Esther is a difficult book to contend with. Our tendency is to try to make everyone in the Bible into a hero, and so we try to make Esther out to be the female version of Daniel. Only she's not.
They were both exiles, but Daniel knew who he was and in whom he believed and he never backed down in his convictions. Daniel not only admitted that he was a Jew, but asked for concessions based on his Jewishness. He refused to bow down to any other gods and he prayed, even when prayer fell under the penalty of death.

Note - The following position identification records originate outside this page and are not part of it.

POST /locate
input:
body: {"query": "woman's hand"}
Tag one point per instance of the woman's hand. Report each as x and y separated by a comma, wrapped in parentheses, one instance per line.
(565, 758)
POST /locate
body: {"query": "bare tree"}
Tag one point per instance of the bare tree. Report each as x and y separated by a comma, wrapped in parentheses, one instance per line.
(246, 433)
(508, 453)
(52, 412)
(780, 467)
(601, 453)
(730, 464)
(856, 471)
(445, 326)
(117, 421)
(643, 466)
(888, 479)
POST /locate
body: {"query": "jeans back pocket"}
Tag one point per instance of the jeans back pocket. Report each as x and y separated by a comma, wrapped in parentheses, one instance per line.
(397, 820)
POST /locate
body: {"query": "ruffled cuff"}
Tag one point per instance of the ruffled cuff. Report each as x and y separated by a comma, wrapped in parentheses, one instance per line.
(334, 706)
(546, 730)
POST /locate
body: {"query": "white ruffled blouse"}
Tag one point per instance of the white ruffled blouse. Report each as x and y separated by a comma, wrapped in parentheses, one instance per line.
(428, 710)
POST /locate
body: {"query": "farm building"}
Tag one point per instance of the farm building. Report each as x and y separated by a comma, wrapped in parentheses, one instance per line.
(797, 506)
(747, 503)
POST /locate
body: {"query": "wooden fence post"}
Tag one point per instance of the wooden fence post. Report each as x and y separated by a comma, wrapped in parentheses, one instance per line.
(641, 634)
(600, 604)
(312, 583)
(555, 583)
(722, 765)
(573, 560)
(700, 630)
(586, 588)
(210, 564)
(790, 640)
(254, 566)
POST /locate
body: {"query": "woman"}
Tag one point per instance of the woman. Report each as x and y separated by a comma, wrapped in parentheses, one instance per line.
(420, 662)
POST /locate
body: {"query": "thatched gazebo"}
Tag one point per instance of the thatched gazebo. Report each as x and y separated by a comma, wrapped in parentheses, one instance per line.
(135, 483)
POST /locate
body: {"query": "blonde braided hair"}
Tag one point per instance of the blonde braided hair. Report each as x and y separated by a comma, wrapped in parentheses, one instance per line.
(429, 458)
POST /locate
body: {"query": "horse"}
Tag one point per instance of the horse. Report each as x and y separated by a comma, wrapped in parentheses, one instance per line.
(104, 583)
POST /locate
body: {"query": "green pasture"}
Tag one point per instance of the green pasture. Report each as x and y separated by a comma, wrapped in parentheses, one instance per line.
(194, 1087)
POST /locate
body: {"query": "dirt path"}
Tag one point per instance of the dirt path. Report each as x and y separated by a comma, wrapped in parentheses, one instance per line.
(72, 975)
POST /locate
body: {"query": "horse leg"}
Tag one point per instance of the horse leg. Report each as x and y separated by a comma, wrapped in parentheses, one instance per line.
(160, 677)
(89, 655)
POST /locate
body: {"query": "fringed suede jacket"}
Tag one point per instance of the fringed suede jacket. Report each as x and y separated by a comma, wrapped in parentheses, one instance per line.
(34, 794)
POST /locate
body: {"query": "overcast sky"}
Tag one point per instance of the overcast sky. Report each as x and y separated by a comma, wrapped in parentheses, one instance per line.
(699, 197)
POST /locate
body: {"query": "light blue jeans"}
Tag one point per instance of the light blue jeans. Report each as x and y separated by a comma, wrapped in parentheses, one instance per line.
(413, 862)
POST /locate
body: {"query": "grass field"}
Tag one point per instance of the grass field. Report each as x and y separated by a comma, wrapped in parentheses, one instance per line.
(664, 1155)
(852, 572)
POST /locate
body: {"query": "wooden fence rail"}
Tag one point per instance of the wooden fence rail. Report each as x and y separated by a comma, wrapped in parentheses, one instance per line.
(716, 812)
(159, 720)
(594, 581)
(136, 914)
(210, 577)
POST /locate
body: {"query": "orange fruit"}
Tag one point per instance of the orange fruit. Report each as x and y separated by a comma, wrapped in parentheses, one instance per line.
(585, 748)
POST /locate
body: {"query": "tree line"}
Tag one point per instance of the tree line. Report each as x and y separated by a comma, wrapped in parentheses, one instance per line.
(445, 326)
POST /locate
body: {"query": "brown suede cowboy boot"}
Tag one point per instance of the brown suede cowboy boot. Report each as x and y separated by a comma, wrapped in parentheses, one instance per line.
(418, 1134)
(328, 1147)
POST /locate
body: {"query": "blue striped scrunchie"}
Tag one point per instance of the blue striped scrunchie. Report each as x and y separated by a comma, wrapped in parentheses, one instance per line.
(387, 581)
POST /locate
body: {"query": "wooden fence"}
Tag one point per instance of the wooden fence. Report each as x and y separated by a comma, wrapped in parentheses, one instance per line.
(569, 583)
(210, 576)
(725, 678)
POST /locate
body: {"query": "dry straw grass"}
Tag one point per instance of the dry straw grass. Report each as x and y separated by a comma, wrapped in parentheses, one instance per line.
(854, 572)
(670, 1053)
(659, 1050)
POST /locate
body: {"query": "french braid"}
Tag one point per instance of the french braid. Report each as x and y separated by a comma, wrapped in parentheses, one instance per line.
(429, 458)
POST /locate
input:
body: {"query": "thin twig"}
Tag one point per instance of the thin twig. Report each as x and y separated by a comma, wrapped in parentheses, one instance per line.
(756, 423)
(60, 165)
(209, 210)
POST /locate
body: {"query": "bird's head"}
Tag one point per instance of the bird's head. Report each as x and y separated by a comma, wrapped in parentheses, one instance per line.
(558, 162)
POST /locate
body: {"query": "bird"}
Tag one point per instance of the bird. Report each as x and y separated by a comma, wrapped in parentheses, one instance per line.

Esther, on the other hand, does not have that kind of devotion to God. She and Mordecai have grown so comfortable in Persia that they do not return to their homeland in order to rebuild the walls along with the remnant, despite King Cyrus' decree. She goes by the Persian name Esther instead of her Jewish name of Hadassah, and hides her Jewishness from everyone. Mordecai seems to encourage her participation in a beauty contest which includes spending one night with a pagan king, and quite presumably, all that that would entail. As far as we know, she goes along with these plans willingly. When Mordecai finally confronts her with Haman's plans and forces her to make a decision, she doesn't want to do it. The fact that in the end she decides to go to the king does not necessarily speak to her courage, but more likely her desperation. Her choice, after all, was between certain death and possible death.
We like Daniel. Like the song says, we want to "dare to be a Daniel". But we're uncomfortable with Esther.
But the thing is - in reality, most of us are more like Esther than Daniel. Perhaps that's exactly what makes us uncomfortable. We look at her faults - willingness to compromise, materialistic, lack of devotion, focus on appearance, lack of courage - and we see them in ourselves. But that is the good news. God can use us, in spite of ourselves, in spite of our sin.
In his sermon, For Such a Slime as This, Hershael York says:
You need to understand that just because you don't see God in Esther that doesn't mean he's not there. And if there's anything you need to learn to trust, it's that you can trust that God is with you in spite of your dim vision. Sometimes your vision will be dimmed by your own sinfulness, sometimes by the circumstances, sometimes by the pain and grief that envelops you. But God does some of his best work in the shadows, hidden from view, obscured by the dim vision on those whom he is dealing with. I think for every Daniel who sees a clear vision of the Son of Man, there are a thousand Esthers who come stumbling, staggering, reluctantly dragged into the will of God by desperation and a lack of alternatives....
[We serve a] God who is so big that he can take the tragedies, the sorrows, even the sinful choices and decisions of your life and still weave them into the fabric of his purpose and plan for your life so that he gets glory from you anyway... That's the God who is hidden in Esther and yet displayed everywhere in Esther...
That's the God we serve. It's the God that has brought you through everything in your life—your failures and tragedies and grief and bad decisions and sinful choices. He has brought you to this moment so that you may come to him in your imperfect place and with your broken past, and you can know that the King of Kings holds out not a golden scepter but a bloody cross, and see that he is not hidden in the shadows but on his throne.